Accelerated Tree Mortality Alarms Water Educator Sharon Kleyne
GRANTS PASS, Ore. (PRWEB) March 19, 2018 -- Sharon Kleyne, host of the nationally syndicated radio program, The Sharon Kleyne Hour Power of Water, Global Climate Change and Your Health sponsored by Nature’s Tears® EyeMist® on VoiceAmerica, is concerned that trees in the moist tropics are dying at twice the rate that they were 35 years ago.
So finds an international team of scientists led by Nate McDowell of the Department of Energy’s Pacific Northwest National Laboratory. In a study published in February 2018 in the journal New Phytologist, McDowell and his co-authors identify several factors that are driving the increase in tree mortality. According to Kleyne, these factors include increasing temperatures and carbon dioxide levels, fires, drought, insect infestation, potent storms and an increase of woody vines called lianas.

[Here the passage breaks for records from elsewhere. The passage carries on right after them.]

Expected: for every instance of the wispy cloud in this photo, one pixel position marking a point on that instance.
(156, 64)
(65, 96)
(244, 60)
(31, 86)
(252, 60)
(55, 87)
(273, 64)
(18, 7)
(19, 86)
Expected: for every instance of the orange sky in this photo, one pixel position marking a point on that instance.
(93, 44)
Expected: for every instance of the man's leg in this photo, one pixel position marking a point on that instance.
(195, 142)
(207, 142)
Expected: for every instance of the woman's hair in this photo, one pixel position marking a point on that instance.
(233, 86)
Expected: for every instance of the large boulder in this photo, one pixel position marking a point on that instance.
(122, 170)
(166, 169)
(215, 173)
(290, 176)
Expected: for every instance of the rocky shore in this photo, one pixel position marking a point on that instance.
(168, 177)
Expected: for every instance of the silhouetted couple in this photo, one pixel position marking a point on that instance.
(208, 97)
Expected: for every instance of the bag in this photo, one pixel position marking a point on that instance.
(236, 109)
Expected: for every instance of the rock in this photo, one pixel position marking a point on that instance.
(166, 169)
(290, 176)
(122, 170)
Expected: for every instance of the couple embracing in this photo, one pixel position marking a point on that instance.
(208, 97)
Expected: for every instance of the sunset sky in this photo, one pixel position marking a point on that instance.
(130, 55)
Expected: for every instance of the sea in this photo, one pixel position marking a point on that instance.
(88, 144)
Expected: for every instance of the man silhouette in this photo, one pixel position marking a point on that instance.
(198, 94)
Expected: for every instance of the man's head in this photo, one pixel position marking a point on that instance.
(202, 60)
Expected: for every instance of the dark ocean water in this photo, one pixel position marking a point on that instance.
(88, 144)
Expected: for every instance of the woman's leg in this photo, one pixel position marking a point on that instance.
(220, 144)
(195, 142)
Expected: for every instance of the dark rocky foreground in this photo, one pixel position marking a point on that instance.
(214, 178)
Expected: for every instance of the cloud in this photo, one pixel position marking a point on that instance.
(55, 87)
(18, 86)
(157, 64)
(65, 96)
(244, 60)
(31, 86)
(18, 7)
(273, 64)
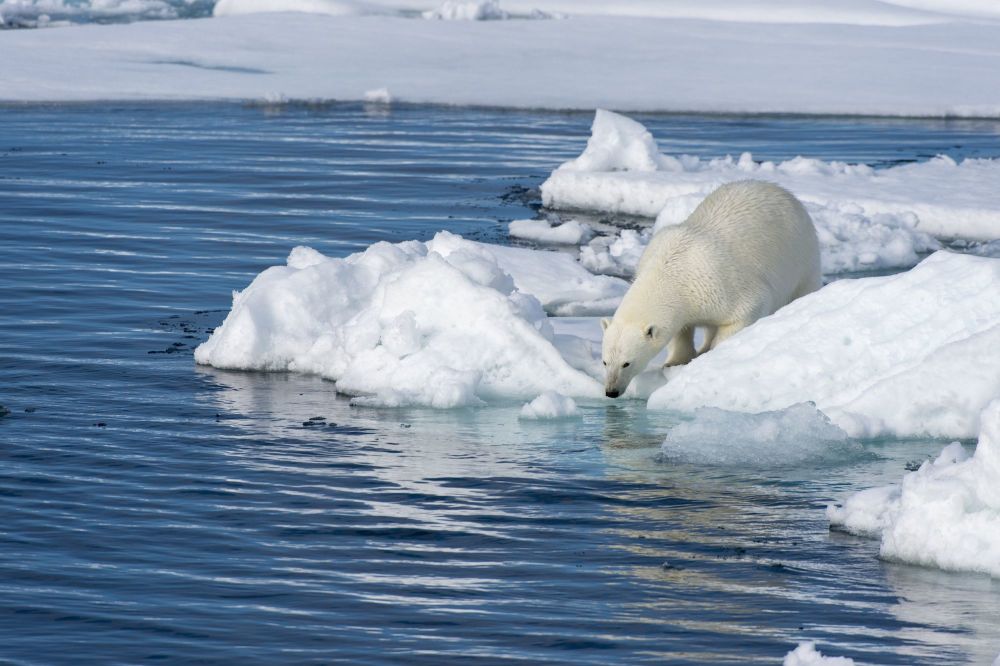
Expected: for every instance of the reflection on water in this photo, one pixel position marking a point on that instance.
(154, 510)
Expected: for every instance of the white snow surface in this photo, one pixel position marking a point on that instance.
(912, 354)
(865, 218)
(806, 654)
(571, 232)
(438, 324)
(945, 514)
(843, 56)
(550, 405)
(791, 436)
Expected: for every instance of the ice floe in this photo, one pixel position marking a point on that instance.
(806, 654)
(946, 514)
(787, 437)
(866, 218)
(467, 10)
(549, 406)
(863, 57)
(571, 232)
(911, 354)
(439, 324)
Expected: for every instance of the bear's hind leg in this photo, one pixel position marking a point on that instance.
(681, 347)
(706, 344)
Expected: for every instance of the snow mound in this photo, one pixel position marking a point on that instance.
(549, 405)
(328, 7)
(563, 286)
(622, 171)
(790, 436)
(439, 324)
(946, 514)
(540, 231)
(806, 654)
(378, 96)
(913, 354)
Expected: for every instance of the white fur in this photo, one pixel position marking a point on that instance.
(747, 250)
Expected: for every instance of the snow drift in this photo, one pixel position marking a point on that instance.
(945, 514)
(911, 354)
(439, 324)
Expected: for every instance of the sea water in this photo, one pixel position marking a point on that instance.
(156, 510)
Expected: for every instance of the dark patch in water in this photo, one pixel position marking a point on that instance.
(218, 68)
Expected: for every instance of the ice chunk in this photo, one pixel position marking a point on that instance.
(946, 514)
(378, 96)
(571, 232)
(618, 143)
(396, 325)
(549, 405)
(563, 286)
(467, 10)
(911, 354)
(790, 436)
(622, 171)
(806, 654)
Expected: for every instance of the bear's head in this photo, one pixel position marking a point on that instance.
(626, 350)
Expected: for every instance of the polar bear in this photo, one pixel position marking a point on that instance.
(748, 249)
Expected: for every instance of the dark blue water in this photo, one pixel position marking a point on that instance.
(157, 511)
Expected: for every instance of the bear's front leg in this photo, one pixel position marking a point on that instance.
(681, 348)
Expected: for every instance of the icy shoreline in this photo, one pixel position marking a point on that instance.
(942, 69)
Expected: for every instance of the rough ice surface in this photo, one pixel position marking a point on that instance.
(792, 436)
(912, 354)
(328, 7)
(467, 10)
(571, 232)
(946, 514)
(439, 324)
(616, 255)
(563, 286)
(549, 405)
(806, 654)
(863, 57)
(865, 218)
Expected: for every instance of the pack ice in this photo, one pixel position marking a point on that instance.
(865, 218)
(445, 323)
(912, 354)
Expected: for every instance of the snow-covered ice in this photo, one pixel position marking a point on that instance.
(549, 405)
(563, 286)
(571, 232)
(945, 514)
(467, 10)
(822, 56)
(792, 436)
(806, 654)
(865, 218)
(912, 354)
(437, 324)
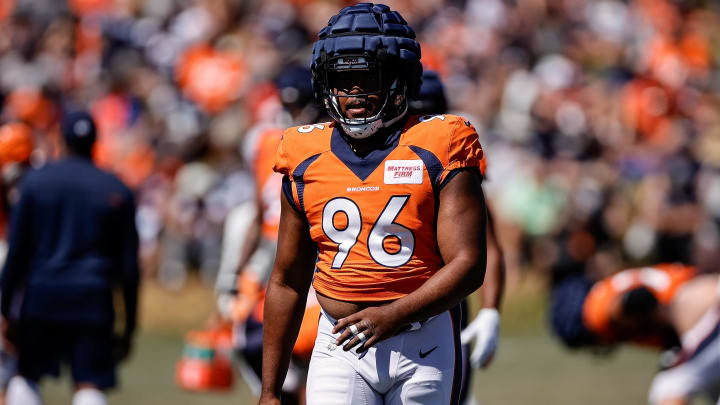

But according to the international team of scientists, tropical tree mortality mostly comes down to two phenomena: ‘carbon starvation’ as a result of lack of food and ‘hydraulic failure’ due to lack of water. “Water,” says Kleyne, “is the breath of life. As trees become dehydrated, they are no longer capable of producing sufficient oxygen in the atmosphere. Water loss means loss of the breath of life.”
McDowell points out that some might think that since rising global temperatures are related to increasing levels of carbon monoxide, that this tree food source would result in thriving trees. Unfortunately, higher temperatures strangle trees’ ability to absorb CO2. Higher temperatures also dehydrate trees. This occurs because of stomata—tiny pores on leaves and needles that are channels through which trees absorb CO2 and cool through evaporation. Hot, dry trees try to conserve moisture by closing their stomata. When the stomata close, though, the tree can no longer absorb CO2. “It’s like going to an all-you-can-eat buffet with duct tape over your mouth,” McDowell says.
McDowell’s team says that moist tropical trees play an essential role in Earth's ability to regulate carbon dioxide, absorbing much more carbon proportionally than all the other forests of the world combined. Their deaths reduce the planet's ability to cope with high levels of CO2. "Trees have a great ability to survive, but there is only so much they can withstand,” McDowell adds. “The question we now face is identifying those thresholds so we can predict risk to tropical forests.”
Kleyne, also the co-founder and research director at Bio-Logic Aqua® Research Water Life Science®, hopes that additional research and studies will discover solutions that can turn around this disturbing, life-threatening trend in tropical tree mortality. “We must protect our oxygen sources at all costs,” says Kleyne, “and that means protecting the trees in tropical forests. Kleyne also believes that better education about this issue and political activism can lead to more funding for research and development of viable solutions to this crisis of tropical tree mortality.